Wednesday, August 02, 2006

That Sinking Feeling

Whenever I feel like perking myself up, I go to Technorati to see exactly how much credibility I don't have in the blogosphere:

Every time I do, my ranking is significantly lower than ever before. It's actually quite fun to track and happens to be a great way of documenting my headlong belly-flop into the depths of web obscurity.

As if it's not enough that my rank is in the multi-millions, Technorati's phrasing couldn't be any more insensitive:

"No blogs link here"

"Favorited by: 0 members"

Come on, where's the love? Surely it wouldn't be too difficult to put in logic which inserts the word "sorry" at the end of such raw proclamations.*

Don't get me wrong, though; I actually find this quite nice. Always preferred a small number of close comrades to a large number of acquaintances, me. In the Web 2.0 world of social networking, blogging, digging, and ranking, meaningful connections seem lost in a sea of hit hungry hippos.

No longer does one have to physically hang out with a person, much less be able to carry on a thoughtful conversation with them, to become their friend. All it takes is some reciprocal linking and Bob's your uncle! Or your Friendster.

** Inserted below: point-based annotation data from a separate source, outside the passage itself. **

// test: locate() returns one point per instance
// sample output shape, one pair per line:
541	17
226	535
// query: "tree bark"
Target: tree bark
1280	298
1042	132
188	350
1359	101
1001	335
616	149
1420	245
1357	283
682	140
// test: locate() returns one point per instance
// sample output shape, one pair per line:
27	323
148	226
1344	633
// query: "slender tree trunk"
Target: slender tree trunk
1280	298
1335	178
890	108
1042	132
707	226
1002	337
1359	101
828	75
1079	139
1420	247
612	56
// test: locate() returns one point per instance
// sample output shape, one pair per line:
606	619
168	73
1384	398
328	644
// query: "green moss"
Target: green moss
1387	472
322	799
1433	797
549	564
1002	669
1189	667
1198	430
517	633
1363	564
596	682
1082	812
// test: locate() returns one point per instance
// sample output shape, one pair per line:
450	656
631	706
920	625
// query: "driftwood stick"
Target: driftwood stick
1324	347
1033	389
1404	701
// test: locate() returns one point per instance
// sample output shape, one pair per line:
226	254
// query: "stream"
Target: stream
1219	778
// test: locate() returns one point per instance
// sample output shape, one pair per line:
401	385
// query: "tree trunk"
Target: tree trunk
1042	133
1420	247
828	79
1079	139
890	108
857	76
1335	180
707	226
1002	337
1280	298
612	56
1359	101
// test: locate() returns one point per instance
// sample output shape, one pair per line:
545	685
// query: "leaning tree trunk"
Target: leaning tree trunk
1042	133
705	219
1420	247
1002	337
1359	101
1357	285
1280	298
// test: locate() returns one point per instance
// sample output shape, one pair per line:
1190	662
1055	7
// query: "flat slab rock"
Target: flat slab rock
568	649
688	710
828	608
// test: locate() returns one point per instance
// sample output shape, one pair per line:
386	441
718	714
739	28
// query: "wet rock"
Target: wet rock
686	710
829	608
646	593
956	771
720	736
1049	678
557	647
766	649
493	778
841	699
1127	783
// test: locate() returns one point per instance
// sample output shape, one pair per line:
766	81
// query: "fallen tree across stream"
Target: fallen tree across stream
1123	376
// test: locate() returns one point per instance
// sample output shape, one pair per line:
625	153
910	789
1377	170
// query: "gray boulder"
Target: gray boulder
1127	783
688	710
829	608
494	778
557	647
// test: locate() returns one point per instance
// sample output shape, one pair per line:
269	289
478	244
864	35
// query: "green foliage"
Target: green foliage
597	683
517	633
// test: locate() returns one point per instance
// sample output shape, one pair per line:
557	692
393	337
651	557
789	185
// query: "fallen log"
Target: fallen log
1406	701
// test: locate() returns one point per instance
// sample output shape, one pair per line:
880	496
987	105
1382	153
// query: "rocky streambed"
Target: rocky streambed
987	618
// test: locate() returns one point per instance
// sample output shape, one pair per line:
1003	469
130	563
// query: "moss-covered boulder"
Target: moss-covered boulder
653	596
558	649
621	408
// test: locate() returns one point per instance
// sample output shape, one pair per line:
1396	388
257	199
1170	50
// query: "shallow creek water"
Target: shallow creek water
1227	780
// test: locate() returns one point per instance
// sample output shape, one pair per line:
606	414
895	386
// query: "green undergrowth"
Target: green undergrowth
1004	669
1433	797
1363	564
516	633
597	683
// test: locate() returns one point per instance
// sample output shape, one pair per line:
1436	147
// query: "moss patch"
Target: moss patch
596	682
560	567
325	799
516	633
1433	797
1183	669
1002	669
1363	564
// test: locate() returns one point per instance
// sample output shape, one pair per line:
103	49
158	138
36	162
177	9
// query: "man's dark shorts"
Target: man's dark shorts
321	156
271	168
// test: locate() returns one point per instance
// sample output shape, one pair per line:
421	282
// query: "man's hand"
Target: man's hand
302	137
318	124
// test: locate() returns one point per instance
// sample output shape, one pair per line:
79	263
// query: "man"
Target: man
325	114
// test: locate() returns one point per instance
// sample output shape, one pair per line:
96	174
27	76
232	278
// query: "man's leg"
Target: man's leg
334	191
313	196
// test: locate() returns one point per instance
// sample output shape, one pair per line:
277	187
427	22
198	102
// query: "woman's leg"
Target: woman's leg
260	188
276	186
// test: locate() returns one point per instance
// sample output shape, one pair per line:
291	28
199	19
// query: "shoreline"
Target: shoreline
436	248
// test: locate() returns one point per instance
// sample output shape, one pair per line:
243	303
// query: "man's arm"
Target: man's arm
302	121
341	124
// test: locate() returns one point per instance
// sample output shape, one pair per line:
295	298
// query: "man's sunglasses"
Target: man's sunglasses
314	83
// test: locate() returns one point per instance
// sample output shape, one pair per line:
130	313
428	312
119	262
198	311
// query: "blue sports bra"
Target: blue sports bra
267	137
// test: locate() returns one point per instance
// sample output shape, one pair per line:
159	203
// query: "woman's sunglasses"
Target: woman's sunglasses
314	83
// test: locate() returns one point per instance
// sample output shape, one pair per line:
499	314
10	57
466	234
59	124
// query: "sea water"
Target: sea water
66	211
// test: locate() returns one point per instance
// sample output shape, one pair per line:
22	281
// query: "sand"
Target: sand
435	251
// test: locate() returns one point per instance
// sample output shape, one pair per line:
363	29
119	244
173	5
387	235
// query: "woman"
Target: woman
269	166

The passable use of apostrophes and possessive nouns has also become a mere luxury and quality content often means whatever happens to be the weirdest, grossest, or most shocking utterance of the day. It's an acceleration of the dishonorable decline of journalism into the pursuit of "eyeballs" instead of truth.

In this maelstrom of transitory superficiality, I take comfort in the few regular visitors to my dusty museum of oddities. Whatever brings you here - familial obligation, a shared sense of disillusionment, a taste for morbidity, or just plain derangement - I thank you for reminding me of where to find humanity in the coldness of cyberspace. If there were millions more of you, I might just feel far lonelier.

*A peculiar habit I picked up in the UK is to pepper my conversations liberally with apology. "Sorry, I didn't get that..." or "Terribly sorry, but your mother was a hamster and your father smelled of elderberries." Whilst hardly a guaranteed indication of regret, it does serve as a mark of civility so lacking in society today, much like the bow before the duel (where someone's going to die and the other person's going to be sorry). I can now say with absolute confidence that I am a sorrier person today than I ever was.

2 Comments:

Blogger David said...

Plain derangement for me, every time.

12:35 PM  
Anonymous Anonymous said...

dillusionment and morbidity, and a bit of what's hidden behind door number 5 - sheer used-to-share-a-"dorm"-cubicle hillarity.